Another example may be the instrumentation for checking the contact forces of welding tongs. Ideally, they are monitored continuously by built-in tension/compression force transducers, however they may also be checked at set intervals using a test set for measuring electrode forces (model FSK01). This ensures the quality of the welding points and reduces wear on the electrodes.
For the tension/compression force transducers mentioned, calibration can be worthwhile, should they be used for monitoring very precise production steps. When pressing in cellular phone displays, for example, both the measuring instruments and their calibration can easily pay off: If an error in that process isn’t noticed immediately (for instance, if only the travel is controlled), several thousand euros in material value could be destroyed within minutes.

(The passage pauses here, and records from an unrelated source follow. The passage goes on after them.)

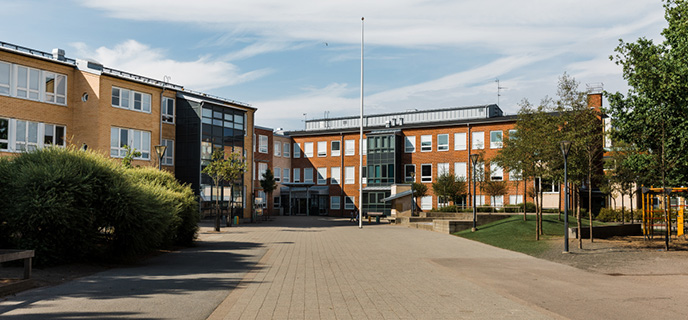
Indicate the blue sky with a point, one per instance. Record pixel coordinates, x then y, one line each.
287 58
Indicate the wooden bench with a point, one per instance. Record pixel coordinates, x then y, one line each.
11 255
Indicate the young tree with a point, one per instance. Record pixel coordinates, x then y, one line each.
267 182
224 169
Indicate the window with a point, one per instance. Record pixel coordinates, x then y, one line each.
297 152
495 139
426 143
442 168
167 110
349 175
410 144
426 173
336 148
460 170
262 144
322 175
308 175
4 133
322 148
426 203
478 140
168 156
308 149
410 173
516 199
132 100
285 175
137 140
335 174
496 172
349 147
278 174
277 148
349 204
335 203
285 151
442 142
460 141
5 77
262 168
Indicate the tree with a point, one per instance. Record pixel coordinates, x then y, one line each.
449 187
494 189
419 191
268 184
224 169
652 114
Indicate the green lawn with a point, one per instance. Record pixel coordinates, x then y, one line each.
517 235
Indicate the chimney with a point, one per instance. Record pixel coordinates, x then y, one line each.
58 54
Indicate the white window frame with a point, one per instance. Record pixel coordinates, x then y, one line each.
496 144
349 147
322 176
167 114
443 146
335 203
168 156
409 144
426 143
478 139
349 175
460 141
336 152
322 149
262 143
425 178
308 149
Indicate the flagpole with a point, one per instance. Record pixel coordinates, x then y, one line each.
360 144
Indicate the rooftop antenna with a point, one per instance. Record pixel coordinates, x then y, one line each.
498 89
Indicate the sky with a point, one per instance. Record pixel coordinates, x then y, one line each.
301 59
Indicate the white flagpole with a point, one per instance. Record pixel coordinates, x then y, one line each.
360 145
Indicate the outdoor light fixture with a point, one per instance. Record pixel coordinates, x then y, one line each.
160 150
474 160
565 148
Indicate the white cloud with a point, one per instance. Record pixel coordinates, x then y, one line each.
204 73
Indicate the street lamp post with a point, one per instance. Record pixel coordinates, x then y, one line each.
565 147
160 150
474 160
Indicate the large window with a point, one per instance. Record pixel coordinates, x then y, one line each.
336 148
410 173
496 139
308 149
262 144
426 143
136 139
129 99
167 110
322 148
349 175
33 84
426 173
460 141
410 144
349 147
335 175
168 157
478 140
442 142
322 175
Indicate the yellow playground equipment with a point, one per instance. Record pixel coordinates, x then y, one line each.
654 216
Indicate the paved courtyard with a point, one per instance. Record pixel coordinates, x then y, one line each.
325 268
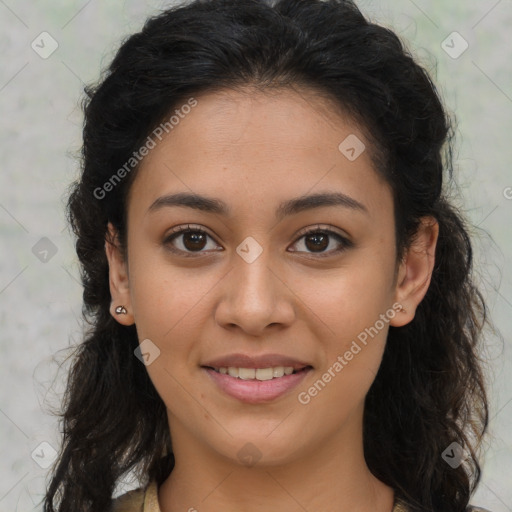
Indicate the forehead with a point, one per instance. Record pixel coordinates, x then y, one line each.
262 147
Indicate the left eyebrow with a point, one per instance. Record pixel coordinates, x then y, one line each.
286 208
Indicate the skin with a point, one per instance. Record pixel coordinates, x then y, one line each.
254 150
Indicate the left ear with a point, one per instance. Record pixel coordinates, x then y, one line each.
415 270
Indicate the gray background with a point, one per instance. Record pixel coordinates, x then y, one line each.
40 127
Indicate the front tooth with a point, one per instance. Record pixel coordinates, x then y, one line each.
264 373
246 373
278 371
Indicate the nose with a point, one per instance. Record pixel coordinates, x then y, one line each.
255 297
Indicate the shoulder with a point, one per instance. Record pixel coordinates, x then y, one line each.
143 499
131 501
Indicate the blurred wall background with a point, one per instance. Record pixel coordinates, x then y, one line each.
49 49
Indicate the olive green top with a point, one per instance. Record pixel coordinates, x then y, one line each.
146 500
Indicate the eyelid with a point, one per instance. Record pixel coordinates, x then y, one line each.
179 230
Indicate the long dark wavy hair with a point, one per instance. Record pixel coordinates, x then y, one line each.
430 389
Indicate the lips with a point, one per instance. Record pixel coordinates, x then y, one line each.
256 361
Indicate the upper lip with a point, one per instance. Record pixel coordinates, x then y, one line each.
255 361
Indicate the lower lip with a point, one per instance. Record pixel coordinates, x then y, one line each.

Adjustment before calibration can be useful
With regards to the instrument, application and regulation, it might be worthwhile to have an adjustment completed before calibration. In this manner, the user means that their measuring instrument achieves the corresponding accuracy during calibration. For the calibration itself, an individual gets the option of choosing the sort and procedure, both for our own and for third-party products.
Note
On the WIKA website you will find further information on the average person calibration services as well as on WIKA force measuring instruments (offers are also available in the online shop). Should you have any questions, your contact will gladly help you.
Also read our post
Calibration or adjustment ? Where?s the difference?